I replicated David Ng's RYS method (
https://dnhkng.github.io/posts/rys/) on consumer AMD GPUs
(RX 7900 XT + RX 6950 XT) and found something I didn't expect.
Transformers appear to have discrete "reasoning circuits" — contiguous blocks of 3-4 layers that
act as indivisible cognitive units. Duplicate the right block and the model runs its reasoning
pipeline twice. No weights change. No training. The model just thinks longer.
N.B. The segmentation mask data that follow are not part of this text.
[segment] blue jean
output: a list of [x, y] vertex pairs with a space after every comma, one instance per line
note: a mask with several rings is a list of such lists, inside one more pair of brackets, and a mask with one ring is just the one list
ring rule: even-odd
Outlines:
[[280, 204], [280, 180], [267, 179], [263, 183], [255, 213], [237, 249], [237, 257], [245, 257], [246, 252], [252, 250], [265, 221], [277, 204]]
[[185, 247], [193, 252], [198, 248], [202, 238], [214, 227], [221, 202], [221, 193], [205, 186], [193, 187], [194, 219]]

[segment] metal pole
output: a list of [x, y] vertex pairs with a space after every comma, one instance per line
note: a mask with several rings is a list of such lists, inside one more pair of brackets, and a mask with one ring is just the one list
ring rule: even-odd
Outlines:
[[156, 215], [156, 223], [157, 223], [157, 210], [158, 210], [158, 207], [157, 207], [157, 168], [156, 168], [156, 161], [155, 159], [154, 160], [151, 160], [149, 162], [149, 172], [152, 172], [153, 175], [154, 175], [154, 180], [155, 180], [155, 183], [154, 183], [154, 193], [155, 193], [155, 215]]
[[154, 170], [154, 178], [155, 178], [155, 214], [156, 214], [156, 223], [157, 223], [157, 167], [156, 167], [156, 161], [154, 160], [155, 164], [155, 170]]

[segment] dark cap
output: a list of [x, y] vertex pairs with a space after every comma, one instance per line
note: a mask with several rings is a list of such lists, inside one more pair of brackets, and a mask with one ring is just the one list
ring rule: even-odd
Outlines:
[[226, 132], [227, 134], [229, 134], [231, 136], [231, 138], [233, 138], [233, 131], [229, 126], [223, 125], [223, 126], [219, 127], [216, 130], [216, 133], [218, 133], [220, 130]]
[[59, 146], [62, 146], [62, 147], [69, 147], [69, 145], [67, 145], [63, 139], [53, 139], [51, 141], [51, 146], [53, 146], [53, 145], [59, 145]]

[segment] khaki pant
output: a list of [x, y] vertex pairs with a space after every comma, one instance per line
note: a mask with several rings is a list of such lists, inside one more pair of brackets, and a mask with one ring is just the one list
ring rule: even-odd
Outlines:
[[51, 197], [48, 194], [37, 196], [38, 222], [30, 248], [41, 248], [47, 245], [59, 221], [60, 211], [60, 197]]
The results on standard benchmarks (lm-evaluation-harness, n=50):
Devstral-24B, layers 12-14 duplicated once:
- BBH Logical Deduction: 0.22 → 0.76
- GSM8K (strict): 0.48 → 0.64
- MBPP (code gen): 0.72 → 0.78
- Nothing degraded
Qwen2.5-Coder-32B, layers 7-9 duplicated once:
- Reasoning probe: 76% → 94%
The weird part: different duplication patterns create different cognitive "modes" from the same
weights. Double-pass boosts math. Triple-pass boosts emotional reasoning. Interleaved doubling
(13,13,14,14,15,15,16) creates a pure math specialist. Same model, same VRAM, different routing.
The circuit boundaries are sharp — shift by one layer and the effect disappears or inverts.
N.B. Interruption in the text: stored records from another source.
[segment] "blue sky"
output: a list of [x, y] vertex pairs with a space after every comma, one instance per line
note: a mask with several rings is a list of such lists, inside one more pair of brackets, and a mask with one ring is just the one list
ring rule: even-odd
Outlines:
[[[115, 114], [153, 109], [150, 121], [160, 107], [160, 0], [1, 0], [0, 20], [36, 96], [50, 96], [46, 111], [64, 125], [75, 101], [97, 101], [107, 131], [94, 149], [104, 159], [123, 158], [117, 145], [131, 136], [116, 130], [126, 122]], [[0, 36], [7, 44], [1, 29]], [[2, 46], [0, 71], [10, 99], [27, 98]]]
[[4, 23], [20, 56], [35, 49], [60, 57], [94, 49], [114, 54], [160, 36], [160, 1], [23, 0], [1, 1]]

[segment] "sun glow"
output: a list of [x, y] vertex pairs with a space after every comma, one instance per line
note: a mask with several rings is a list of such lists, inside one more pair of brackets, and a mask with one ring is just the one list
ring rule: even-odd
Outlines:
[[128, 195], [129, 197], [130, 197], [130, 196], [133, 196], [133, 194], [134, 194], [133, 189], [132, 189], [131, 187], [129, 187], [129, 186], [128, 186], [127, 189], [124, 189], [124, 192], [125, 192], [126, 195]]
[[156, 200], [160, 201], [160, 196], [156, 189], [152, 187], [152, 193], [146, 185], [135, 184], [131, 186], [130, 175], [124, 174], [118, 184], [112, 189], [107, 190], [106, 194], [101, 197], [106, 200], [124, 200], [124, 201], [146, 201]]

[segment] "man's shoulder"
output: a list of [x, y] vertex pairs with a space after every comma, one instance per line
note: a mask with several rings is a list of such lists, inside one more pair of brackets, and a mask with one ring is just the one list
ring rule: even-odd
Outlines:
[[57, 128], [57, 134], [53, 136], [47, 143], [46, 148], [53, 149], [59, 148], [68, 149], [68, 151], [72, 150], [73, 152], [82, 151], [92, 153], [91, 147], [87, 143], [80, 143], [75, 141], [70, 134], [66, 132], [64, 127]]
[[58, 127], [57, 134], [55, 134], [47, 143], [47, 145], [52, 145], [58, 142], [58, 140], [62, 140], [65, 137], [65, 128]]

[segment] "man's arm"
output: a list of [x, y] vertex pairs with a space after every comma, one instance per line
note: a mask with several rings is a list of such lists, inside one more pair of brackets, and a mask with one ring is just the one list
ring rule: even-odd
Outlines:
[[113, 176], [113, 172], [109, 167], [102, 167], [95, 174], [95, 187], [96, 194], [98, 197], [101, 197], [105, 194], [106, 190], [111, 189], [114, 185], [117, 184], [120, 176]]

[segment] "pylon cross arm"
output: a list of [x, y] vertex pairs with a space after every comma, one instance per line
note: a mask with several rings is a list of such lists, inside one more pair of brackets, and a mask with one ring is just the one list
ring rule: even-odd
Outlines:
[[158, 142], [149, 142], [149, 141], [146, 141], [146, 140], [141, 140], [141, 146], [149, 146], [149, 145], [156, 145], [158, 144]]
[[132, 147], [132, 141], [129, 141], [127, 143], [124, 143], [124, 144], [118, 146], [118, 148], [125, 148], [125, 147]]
Smaller models (24B) have tighter circuits (3 layers) than larger ones (Ng found 7 layers in 72B).
Tools to find circuits in any GGUF model and apply arbitrary layer routing are in the repo.
The whole thing — sweep, discovery, validation — took one evening.
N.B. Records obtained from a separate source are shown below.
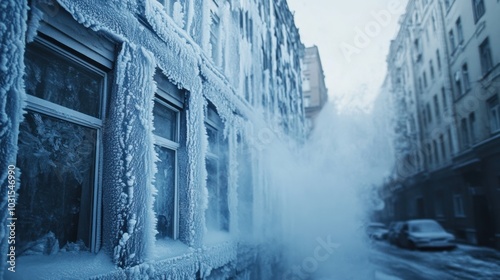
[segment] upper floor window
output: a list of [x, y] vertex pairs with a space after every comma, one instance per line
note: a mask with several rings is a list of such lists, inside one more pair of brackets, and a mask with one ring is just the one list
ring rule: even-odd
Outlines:
[[438, 96], [434, 95], [434, 113], [436, 114], [436, 120], [439, 120], [439, 100]]
[[455, 45], [455, 33], [453, 32], [453, 30], [450, 30], [450, 32], [448, 32], [448, 38], [450, 40], [450, 51], [451, 53], [454, 53], [457, 46]]
[[463, 27], [462, 27], [462, 20], [460, 19], [460, 17], [455, 22], [455, 26], [457, 28], [458, 44], [462, 45], [464, 43], [464, 30], [463, 30]]
[[205, 221], [208, 230], [229, 231], [227, 153], [223, 124], [212, 104], [207, 106], [205, 126], [208, 136], [206, 155], [208, 208]]
[[462, 80], [464, 84], [464, 91], [467, 92], [471, 88], [470, 78], [469, 78], [469, 67], [467, 66], [467, 63], [464, 63], [464, 65], [462, 65]]
[[488, 100], [488, 111], [490, 119], [490, 130], [492, 133], [500, 130], [500, 105], [498, 97], [494, 96]]
[[441, 72], [441, 55], [439, 54], [439, 49], [436, 50], [436, 63], [437, 63], [438, 71]]
[[479, 45], [479, 56], [481, 59], [481, 70], [486, 75], [493, 68], [493, 57], [491, 55], [490, 40], [486, 38]]
[[462, 88], [462, 77], [460, 71], [457, 71], [455, 73], [455, 90], [456, 90], [456, 95], [455, 95], [456, 98], [459, 98], [464, 93]]
[[443, 111], [446, 112], [448, 110], [448, 103], [446, 98], [446, 90], [444, 89], [444, 87], [441, 87], [441, 99], [443, 102]]
[[477, 22], [486, 12], [484, 0], [472, 0], [472, 9], [474, 11], [474, 20]]
[[[26, 46], [25, 65], [27, 113], [17, 155], [19, 252], [97, 251], [109, 69], [42, 38]], [[42, 239], [51, 247], [41, 247]]]
[[434, 73], [434, 63], [432, 63], [432, 59], [429, 61], [429, 69], [431, 71], [431, 79], [434, 80], [435, 73]]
Happy to answer questions.
Considering this, I think (again, assuming the benchmarks themselves are sound) the most plausible explanation for the observations is (1) the layers being duplicated are close to the identity function on most inputs; (2) something happened to the model in training (RLHF?) that forcefully degraded its reasoning performance; (3) the mechanism causing the degradation involves the duplicated layers, so their duplication has the effect of breaking the reasoning-degrading mechanism (e.g. by clobbering a "refusal" "circuit" that emerged in post-training).
More concisely, I'm positing that this is an approach that can only ever break things, and rather than boosting reasoning, it is selectively breaking things deleterious to reasoning.